This is from last year, but is fairly relevant with today's oil prices:
This is a little older, but the timing suggested is very relevant:
From the Forbes link in 2015:
The Great Crew Change used to be a phenomenon that everyone in the oil and gas industry could easily describe. When it was referenced, people knew it referred to the large age gap in the oil & gas workforce, where most engineers and geoscientists were either over 55 or under 35. Seems simple enough, right?
If you peel back the onion a bit, you’ll see the implications of the great crew change. The older crew, comprised of nearly 50% of the industry’s employee base, would be retiring in the next 5 to 7 years. Imagine what losing that invaluable experience would do to any industry? Real world experience that can’t be taught in school or by reading a book or studying a report. The skin-in-the-game type of struggle that requires engineers and geoscientists to take into account all the variables, risk, investment, and geologic factors that E&P companies face every day."
This was a concern before the current economic conditions. My bet is that a lot of people who are older and affected by layoffs and bankruptcies won't come back to the industry.

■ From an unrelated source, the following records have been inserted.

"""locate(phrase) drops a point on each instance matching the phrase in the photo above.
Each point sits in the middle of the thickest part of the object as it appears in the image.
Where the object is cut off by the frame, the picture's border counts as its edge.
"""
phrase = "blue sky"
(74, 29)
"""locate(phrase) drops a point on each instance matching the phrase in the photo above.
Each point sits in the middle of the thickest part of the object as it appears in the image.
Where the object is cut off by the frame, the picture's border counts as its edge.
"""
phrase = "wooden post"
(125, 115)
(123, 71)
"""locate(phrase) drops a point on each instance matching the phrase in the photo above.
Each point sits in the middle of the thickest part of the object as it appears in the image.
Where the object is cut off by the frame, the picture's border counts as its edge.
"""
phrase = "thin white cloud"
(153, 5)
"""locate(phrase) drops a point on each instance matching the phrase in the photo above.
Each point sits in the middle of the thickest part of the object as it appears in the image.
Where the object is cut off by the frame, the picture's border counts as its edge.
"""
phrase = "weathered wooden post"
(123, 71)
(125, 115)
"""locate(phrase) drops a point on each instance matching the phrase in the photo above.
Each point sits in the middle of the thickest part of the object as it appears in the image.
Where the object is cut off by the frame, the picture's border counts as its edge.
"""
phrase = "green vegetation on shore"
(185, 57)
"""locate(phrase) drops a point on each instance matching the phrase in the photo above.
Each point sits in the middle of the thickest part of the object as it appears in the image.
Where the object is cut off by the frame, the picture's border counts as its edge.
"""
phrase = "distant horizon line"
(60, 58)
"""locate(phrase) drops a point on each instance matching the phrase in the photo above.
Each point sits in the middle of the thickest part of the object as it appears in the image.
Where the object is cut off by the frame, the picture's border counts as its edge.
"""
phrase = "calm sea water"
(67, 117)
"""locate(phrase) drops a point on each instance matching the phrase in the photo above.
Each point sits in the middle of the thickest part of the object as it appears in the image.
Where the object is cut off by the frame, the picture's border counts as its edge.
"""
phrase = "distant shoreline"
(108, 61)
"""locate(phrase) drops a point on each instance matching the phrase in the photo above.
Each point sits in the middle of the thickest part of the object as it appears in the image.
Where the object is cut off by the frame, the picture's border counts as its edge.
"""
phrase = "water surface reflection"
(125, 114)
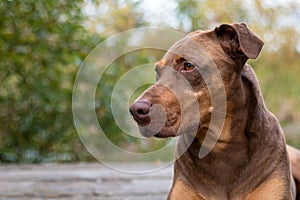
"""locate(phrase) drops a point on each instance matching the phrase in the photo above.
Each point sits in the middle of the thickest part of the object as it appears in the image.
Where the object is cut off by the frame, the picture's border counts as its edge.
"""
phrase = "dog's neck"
(230, 151)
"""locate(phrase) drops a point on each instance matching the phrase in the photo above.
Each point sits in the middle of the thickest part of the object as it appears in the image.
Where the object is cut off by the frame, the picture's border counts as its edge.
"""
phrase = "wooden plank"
(82, 181)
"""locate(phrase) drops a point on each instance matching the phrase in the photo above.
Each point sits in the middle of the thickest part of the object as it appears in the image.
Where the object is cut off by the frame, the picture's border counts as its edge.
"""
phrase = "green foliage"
(42, 44)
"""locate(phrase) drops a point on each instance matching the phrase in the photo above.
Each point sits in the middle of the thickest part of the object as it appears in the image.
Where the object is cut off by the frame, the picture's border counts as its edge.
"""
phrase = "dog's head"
(197, 67)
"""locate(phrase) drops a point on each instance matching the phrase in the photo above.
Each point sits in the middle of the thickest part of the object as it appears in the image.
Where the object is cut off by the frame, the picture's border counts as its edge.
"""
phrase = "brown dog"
(205, 87)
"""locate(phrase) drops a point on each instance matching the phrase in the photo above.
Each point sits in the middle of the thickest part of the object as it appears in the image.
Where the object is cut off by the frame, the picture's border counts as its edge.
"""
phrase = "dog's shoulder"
(261, 119)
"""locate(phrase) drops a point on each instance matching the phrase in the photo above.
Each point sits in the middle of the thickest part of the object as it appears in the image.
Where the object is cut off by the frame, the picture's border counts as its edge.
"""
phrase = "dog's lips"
(163, 133)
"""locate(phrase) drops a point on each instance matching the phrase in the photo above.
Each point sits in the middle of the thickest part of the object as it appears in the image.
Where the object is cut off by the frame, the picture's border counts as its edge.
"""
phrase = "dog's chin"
(163, 133)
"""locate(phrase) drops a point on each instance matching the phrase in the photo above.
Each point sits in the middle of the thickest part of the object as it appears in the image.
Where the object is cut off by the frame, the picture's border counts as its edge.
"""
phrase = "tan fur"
(250, 159)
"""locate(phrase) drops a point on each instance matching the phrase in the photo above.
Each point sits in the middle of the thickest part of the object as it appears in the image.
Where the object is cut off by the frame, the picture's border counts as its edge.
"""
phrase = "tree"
(42, 44)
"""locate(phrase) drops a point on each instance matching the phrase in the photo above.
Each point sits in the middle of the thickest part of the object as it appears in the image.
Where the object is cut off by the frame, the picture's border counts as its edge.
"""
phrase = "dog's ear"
(238, 41)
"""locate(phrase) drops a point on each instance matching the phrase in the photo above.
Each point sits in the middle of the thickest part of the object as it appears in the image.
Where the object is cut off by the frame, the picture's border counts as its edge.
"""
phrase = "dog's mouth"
(160, 125)
(155, 120)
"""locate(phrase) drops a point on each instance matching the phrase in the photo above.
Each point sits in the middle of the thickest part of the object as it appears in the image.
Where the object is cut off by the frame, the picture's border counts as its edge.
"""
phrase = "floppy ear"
(238, 41)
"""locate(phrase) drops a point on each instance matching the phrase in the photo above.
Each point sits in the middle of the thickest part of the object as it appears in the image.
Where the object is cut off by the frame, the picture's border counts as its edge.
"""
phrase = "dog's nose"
(140, 112)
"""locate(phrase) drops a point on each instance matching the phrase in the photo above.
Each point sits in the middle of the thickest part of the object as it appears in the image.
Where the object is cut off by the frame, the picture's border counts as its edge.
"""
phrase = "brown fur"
(250, 159)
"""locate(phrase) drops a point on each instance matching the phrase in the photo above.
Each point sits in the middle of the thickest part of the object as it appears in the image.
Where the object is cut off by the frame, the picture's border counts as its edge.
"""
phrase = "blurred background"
(43, 43)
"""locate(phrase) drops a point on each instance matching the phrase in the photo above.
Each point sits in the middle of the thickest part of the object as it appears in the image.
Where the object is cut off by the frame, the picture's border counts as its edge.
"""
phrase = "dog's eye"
(188, 66)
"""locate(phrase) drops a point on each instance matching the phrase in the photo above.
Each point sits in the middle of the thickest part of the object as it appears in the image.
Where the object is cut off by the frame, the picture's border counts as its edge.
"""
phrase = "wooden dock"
(82, 181)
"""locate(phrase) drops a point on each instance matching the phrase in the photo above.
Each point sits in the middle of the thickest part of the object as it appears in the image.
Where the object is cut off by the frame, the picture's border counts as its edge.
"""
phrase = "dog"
(229, 145)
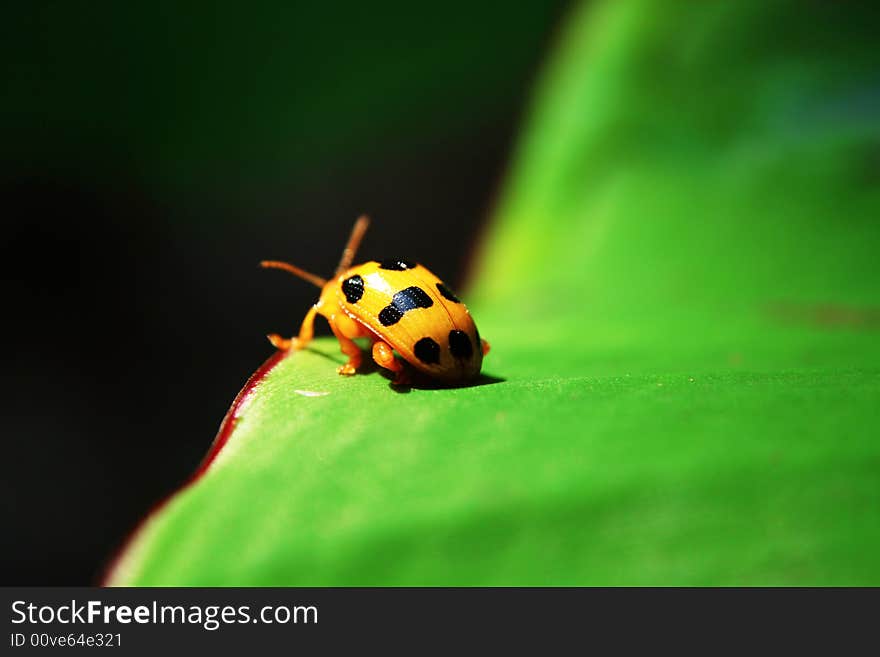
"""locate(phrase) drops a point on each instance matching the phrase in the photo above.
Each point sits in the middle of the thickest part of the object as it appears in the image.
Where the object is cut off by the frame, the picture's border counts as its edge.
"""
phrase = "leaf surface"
(681, 290)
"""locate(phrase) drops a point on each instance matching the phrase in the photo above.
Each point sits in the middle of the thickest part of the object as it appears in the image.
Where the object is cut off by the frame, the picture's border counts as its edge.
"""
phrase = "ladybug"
(400, 306)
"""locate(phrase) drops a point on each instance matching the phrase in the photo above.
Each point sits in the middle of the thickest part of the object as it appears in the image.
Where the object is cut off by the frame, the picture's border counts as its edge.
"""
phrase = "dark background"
(151, 156)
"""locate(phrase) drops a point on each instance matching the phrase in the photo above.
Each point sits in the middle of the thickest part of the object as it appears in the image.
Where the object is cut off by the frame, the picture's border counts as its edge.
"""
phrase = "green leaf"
(682, 294)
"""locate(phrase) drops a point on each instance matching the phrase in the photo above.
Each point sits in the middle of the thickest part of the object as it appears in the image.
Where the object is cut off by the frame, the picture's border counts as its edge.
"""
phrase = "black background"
(152, 156)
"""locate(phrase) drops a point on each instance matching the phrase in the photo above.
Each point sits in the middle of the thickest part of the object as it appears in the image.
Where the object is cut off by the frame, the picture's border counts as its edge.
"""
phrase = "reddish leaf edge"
(224, 433)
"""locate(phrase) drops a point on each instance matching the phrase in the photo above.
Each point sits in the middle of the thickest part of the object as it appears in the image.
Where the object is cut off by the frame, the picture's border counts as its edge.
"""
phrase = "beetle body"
(400, 306)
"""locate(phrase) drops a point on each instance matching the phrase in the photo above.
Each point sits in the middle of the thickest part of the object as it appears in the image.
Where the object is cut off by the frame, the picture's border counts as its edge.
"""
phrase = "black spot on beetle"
(390, 315)
(427, 351)
(353, 288)
(412, 297)
(397, 265)
(447, 293)
(460, 344)
(409, 299)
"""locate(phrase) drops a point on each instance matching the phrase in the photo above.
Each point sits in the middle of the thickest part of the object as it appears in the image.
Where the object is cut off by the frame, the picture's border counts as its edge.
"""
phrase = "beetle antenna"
(354, 241)
(296, 271)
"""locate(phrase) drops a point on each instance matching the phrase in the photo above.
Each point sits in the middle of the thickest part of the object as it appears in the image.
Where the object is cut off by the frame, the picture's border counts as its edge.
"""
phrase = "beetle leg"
(384, 357)
(306, 332)
(344, 328)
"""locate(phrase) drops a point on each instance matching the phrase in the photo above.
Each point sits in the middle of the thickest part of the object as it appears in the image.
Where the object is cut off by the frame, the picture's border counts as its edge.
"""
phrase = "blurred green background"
(680, 285)
(679, 281)
(151, 154)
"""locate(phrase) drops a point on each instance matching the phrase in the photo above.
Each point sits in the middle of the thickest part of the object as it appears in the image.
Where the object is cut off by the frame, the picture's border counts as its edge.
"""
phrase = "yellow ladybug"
(401, 306)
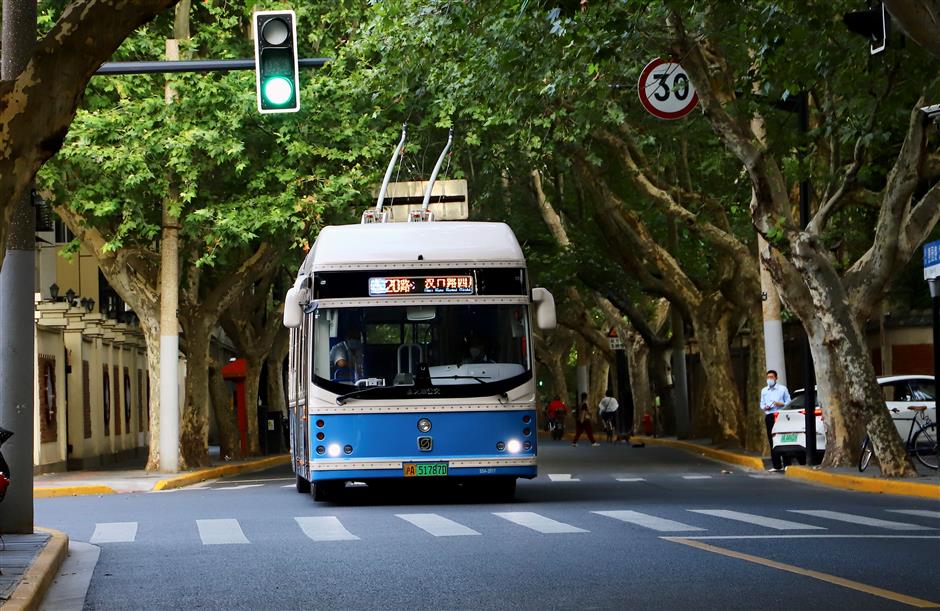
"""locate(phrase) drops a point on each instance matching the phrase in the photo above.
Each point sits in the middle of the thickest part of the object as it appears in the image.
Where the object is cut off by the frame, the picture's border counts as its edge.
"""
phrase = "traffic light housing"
(277, 81)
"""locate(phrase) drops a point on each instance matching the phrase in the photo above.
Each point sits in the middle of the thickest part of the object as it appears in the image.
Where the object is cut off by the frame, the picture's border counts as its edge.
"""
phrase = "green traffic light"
(278, 90)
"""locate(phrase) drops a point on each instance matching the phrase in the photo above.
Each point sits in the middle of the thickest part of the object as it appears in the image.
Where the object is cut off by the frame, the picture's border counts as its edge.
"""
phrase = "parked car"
(900, 392)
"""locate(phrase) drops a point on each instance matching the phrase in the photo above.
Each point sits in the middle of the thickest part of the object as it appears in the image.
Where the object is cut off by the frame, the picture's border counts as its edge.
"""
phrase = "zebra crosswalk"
(331, 528)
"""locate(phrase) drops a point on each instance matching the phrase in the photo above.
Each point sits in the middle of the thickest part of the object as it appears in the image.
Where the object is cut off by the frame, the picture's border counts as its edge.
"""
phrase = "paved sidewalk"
(926, 485)
(28, 564)
(124, 479)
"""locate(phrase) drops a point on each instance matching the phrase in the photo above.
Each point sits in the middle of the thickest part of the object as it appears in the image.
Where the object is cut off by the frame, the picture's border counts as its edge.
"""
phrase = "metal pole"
(17, 287)
(809, 372)
(935, 303)
(199, 65)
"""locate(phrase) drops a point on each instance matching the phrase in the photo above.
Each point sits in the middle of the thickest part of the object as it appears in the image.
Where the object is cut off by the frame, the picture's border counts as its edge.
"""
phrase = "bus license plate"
(426, 469)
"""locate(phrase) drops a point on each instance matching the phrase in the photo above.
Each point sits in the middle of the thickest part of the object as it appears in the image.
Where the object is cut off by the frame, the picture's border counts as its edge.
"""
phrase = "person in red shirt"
(556, 417)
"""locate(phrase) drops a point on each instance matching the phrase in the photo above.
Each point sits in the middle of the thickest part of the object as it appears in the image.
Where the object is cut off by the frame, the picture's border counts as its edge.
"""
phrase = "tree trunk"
(252, 387)
(755, 433)
(151, 328)
(711, 322)
(277, 398)
(848, 389)
(639, 364)
(194, 423)
(224, 412)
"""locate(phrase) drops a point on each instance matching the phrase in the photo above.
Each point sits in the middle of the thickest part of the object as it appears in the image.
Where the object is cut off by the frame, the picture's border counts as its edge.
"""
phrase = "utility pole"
(17, 287)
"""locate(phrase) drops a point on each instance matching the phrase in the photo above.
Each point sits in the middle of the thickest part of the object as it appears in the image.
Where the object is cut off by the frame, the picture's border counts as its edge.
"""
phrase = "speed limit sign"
(665, 90)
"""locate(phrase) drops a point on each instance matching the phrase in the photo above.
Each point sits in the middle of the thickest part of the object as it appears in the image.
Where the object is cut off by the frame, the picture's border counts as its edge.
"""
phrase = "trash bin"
(271, 425)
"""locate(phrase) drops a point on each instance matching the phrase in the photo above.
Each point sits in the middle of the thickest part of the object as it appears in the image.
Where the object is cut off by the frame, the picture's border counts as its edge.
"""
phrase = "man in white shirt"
(773, 397)
(607, 409)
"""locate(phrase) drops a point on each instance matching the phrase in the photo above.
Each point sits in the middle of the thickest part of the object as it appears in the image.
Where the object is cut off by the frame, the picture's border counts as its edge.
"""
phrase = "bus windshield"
(453, 350)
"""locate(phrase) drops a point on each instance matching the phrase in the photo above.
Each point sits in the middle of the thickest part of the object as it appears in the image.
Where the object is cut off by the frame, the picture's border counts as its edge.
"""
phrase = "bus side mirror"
(293, 313)
(544, 308)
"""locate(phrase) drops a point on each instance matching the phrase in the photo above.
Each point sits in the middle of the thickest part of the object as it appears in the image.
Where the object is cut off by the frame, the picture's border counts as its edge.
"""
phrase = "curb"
(872, 485)
(29, 594)
(195, 477)
(48, 493)
(751, 462)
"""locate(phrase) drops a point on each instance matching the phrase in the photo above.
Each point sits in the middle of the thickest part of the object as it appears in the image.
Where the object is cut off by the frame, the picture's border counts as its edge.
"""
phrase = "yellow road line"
(839, 581)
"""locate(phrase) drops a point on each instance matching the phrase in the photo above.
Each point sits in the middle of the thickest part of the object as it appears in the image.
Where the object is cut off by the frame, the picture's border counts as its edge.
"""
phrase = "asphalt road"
(608, 527)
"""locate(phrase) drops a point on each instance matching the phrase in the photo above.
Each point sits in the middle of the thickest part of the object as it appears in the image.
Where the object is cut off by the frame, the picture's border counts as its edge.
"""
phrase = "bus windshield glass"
(452, 350)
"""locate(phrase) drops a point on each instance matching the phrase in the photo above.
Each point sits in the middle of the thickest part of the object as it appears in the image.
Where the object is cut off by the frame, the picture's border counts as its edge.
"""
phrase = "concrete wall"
(80, 423)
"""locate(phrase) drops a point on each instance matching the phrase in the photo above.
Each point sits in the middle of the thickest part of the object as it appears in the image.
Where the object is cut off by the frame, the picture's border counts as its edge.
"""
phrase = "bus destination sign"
(423, 285)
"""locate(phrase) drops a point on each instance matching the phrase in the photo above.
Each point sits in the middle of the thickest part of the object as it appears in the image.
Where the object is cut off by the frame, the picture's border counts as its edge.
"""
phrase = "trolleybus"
(411, 355)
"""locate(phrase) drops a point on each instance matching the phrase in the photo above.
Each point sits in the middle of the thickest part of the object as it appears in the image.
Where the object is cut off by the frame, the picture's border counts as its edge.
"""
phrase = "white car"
(900, 392)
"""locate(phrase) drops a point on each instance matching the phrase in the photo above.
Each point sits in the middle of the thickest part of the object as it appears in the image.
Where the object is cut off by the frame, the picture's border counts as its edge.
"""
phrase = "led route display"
(423, 285)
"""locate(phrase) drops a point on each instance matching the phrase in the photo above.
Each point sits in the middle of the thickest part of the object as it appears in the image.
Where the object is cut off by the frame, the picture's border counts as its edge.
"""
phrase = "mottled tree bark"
(38, 107)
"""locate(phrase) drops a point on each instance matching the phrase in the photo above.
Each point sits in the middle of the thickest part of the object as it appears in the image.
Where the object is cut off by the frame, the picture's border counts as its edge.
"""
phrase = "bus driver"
(346, 357)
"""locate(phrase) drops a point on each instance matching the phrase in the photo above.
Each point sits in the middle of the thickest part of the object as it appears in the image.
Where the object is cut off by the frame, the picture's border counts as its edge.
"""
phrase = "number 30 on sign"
(666, 91)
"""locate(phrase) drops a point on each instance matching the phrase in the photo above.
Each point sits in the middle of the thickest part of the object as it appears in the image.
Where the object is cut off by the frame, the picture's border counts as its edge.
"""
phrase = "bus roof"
(387, 245)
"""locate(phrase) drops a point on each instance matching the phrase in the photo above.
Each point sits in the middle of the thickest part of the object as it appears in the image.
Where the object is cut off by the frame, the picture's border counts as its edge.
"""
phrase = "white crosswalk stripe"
(220, 532)
(921, 513)
(855, 519)
(439, 526)
(325, 528)
(114, 532)
(648, 521)
(750, 518)
(538, 523)
(562, 477)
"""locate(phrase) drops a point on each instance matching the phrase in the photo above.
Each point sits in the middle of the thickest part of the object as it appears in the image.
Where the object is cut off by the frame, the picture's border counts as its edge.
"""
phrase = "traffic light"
(276, 74)
(873, 24)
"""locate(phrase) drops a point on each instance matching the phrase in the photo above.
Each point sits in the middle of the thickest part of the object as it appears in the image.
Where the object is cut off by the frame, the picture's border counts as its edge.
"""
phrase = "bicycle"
(922, 444)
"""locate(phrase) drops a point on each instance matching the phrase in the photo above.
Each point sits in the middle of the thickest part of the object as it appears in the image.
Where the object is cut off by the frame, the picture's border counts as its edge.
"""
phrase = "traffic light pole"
(17, 281)
(201, 65)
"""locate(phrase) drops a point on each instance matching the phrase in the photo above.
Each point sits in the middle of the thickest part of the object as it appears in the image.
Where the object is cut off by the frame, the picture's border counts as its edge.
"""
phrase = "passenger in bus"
(346, 357)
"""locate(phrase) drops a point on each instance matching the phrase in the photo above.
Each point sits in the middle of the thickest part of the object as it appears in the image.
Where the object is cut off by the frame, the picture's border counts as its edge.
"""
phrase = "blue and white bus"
(411, 356)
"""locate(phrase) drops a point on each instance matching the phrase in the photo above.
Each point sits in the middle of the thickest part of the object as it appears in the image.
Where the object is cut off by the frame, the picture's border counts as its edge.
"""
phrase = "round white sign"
(665, 90)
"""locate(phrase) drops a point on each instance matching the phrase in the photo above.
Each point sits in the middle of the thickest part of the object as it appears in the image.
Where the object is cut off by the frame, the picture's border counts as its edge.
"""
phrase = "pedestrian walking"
(607, 410)
(583, 423)
(772, 398)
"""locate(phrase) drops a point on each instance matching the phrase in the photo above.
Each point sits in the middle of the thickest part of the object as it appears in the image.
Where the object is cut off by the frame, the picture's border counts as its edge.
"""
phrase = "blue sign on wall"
(932, 260)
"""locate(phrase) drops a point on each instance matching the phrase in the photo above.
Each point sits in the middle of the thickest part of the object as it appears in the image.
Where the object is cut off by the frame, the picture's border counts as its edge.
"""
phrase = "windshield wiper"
(341, 400)
(456, 377)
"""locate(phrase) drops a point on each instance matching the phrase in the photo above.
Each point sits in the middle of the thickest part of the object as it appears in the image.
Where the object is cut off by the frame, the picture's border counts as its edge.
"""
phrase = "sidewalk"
(133, 478)
(29, 563)
(926, 486)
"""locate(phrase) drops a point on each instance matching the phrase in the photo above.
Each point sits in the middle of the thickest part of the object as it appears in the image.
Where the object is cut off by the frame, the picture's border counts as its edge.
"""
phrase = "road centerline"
(833, 579)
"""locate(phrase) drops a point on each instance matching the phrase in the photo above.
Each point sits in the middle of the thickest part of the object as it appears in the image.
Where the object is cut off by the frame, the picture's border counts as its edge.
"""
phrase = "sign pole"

Been watching this dialogue and figured I may as well kick in my two cents (or $3 in 1970 currency) to the topic! LOL
Orphan wells are only part of the issue here - yes, they need to be effectively plugged to keep the subsurface uncompromised, but who is responsible for the train wreck surface conditions surrounding many if not most of these orphan wells?
Assuming someone takes on an orphan well, their obligation is to just plug that well, correct? Not remediate the surface location and restore it to its pre-drill state, correct?
If you have ever spent any time around these old depleted fields, you can see that no one will be able to do anything on the surface until the contaminated soil surface layer (down to ??? Feet) is stripped off and replaced. And then re-seeded.
Orphan well bore are only a small part of this problem - and I don't see any comments from the State agencies about getting these historical surface locations cleaned up.